I have recommended below specs for the Report Server VM:
1. ONE Server Grade VM Box for Reporting Server (executes CAS, ADS, RUM Console, SQLServer DB):
a. CPU, RAM, and Disk: 64 GB RAM, 12 Core CPUs, 800 gb (allocate more space if required since we are monitoring Enterprise-wide traffic)
b. Operating System – Windows Standard Server 2012 64 Bit OS.
c. Database – Windows Standard 2012 SQLServer 64 Bit OS
I have seen the above discussions and responses (from Pawel B as well)
I have also seen 'DCRUM_VirtualEnvironmentAdmin.pdf' and found that page 19 'Report Server in VMware Environment' is very basic and is missing the important info that I need.
We have many customers who have the report servers and the SQL servers in virtual environments. I would make sure to make clear that the virtual specs are starting points and may need to increase based the actual data complexity in their environment, and I would actually scale back the number of cores recommended.
VMware ESX (as I understand it) has the virtual machine wait until the specified number of cores are actually available, even though the virtual machine might be able to run all it needs with half, and the CAS and SQL hosts in DC-RUM environments are usually memory bound rather than CPU bound.
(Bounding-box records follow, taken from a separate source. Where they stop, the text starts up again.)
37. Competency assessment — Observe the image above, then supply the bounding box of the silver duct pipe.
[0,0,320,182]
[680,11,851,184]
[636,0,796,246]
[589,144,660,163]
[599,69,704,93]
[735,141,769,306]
I would recommend 2-4 cores, but specifically note that the MHz available to the CAS and SQL hosts not be capped. With that configuration, the ESX host will happily run runnable threads on additional cores for the processing clock cycles without specifically waiting for a higher core count to be available.
As to the disk I/O speed... I don't have a recommendation for that; it varies too much. With DC-RUM being geared so much around the 5 minuter intervals, the SQL host typically needs very high burst write speed, and the bursts are difficult to measure, especially since most SANs are rated against sustained read/write speeds. The ESX host's and the SAN's read/write buffers will come into play, and it usually is a question of whether or not the buffers are overrun, and whether or not the SAN is capable of writing the buffers out between bursts.
Lots of experts on this thread and I don't claim to be one, but I do have physical AMDs connected to VM'd CASs and the performance on the reporting works just fine as long as your VM host isn't slammed. Originally we started out with 64GB of RAM per VM and 2 Cores assigned to each CAS with all disks located on a SAN. When the data would come in from the AMDs, the CAS's CPU would spike to 100% on both cores for quite a while as it chunked through the processing. Clearly that was a bottleneck so we increased it to 4 cores, it didn't leave it pegged like before and we left it at that. I think more than 4 cores actually works against you as it increases the complexity of the hosts sharing so the VMs would be constantly contending for the same cores (or so I've read).
As Erik stated, the memory is where we always ran into an issue.
I normally start with these settings and then tweak until I'm happy:
Always leave 4GB for OS (gives windows server room to breathe)
Always leave 4GB for RUM Console
Then I split the rest of the memory 50/50 between CAS JVM (28GB) and SQL (28GB).
I let these run for a few days then check my CAS memory settings in the diagnostics reports. I take the highest peak during those days (say it was 18GB) and add 20% head room (so even 20GB) and give whatever I took away from the CAS (-8GB) and add it to the SQL instance (28+8= 36GB)... or vice versa if you have a hungry CAS.